Già all'età di tre anni mi sdraiavo con te nel lettone a guardare qualcuno di questi film, mi stendevo sul tuo petto e molte volte mi addormentavo stretta nel tuo forte, caldo e rassicurante abbraccio, cullata dai battiti del tuo cuore.
Un giorno, a casa dei nonni, mi hai mostrato alcune tue foto durante un tuo esame di karate e fu così, tra film e racconti tuoi, che m'innamorai di questa disciplina. Ti ho chiesto di iscrivermi in una palestra di karate e a undici anni, finalmente, hai esaudito il mio desiderio. Posai la mia vestaglia rossa che fingevo fosse un kimono* e indossai il mio primo vero karategi*, un'emozione che non scorderò mai.
Grazie alla passione che bruciava dentro di me, il maestro mi definì una piccola macchina da guerra e presto arrivarono le gare. Durante una di queste, però, una ragazza di grado superiore al mio mi assestò un calcio in piena faccia talmente forte da scaraventarmi a terra, fuori dal tatami*.
Il maestro venne immediatamente a controllare se fossi ancora in grado di continuare, io cercai il tuo sguardo tra la gente e quando ti vidi intesi dai tuoi occhi che dovevo rialzarmi e riprendere il combattimento. Così mi rimisi in piedi e conclusi l'incontro da sconfitta.
Ero così delusa da me stessa che mi persi in pensieri tristi e non mi accorsi che eri sceso dalle gradinate, mi posasti una mano nella spalla e dicesti «Non importa vincere o perdere, quello che importa è sapersi rialzare e tu ci sei riuscita. Perdere con onore vale più di una semplice vittoria».

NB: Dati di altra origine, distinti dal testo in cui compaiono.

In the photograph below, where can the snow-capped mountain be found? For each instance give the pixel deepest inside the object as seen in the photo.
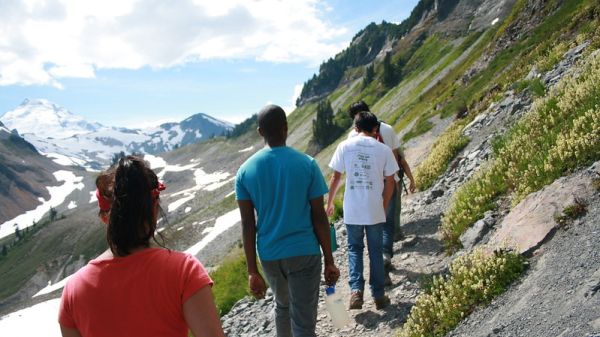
(45, 119)
(71, 140)
(4, 132)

Qualche anno più tardi ti sei ammalato e, dopo mesi passati in ospedale con la speranza della tua guarigione, entrai per l'ultima volta nella tua stanza. Ero stata avvertita del fatto che eri "diverso" quel giorno, ma sono comunque entrata.
Ti diedi un bacio sulla fronte, mamma ti disse chi ero per farmi riconoscere, mi sedetti accanto a te e ti strinsi la mano.

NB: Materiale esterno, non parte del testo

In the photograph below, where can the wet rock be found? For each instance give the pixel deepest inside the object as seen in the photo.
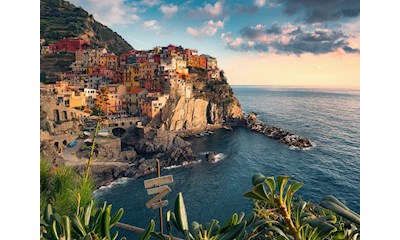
(211, 157)
(290, 139)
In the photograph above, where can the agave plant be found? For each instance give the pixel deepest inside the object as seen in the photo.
(233, 228)
(86, 223)
(294, 221)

Non riuscivi più a muoverti né a parlare, volevi continuare a vivere e avevi fatto progetti per quando saresti uscito. Io trovai difficile riuscire a restare per più di cinque minuti in quella stanza e mi dispiace, sarei dovuta rimanere lì per tutto il tempo che restava.
Qualche ora dopo essere ritornata a casa arrivò quella maledetta chiamata, quella di mamma che fece scatenare il pandemonio, quella che mi costrinse a prendere la zia per le spalle e farla sedere di forza, la stessa che mi fece piangere e singhiozzare per un'intera ora. Piansi solo quando venni a sapere che te ne eri andato, ma per tutta la durata della veglia, al funerale e alla sepoltura non versai neanche una lacrima. In quel momento tutti crollarono, anche i più forti. Io caddi e mi rialzai subito, non potevo restare a terra, non in quel momento. Qualcuno doveva essere forte e certo nessuno se lo aspettava da una quattordicenne particolarmente emotiva e sensibile, ma avevo una sorellina di dieci anni che quasi svenne alla notizia, che si gettò tra le mie braccia e pianse fino a consumarsi, così come tutti gli altri.
Tutti tranne me.
Io mantenni un lieve sorriso perché pensavo che non avresti mai voluto vedermi piangere. Si, forse sembravo pazza, ma ti vidi per due giorni consecutivi disteso sul quel lettino dentro l'obitorio e finalmente, dopo tanta sofferenza, ti vidi sereno in viso.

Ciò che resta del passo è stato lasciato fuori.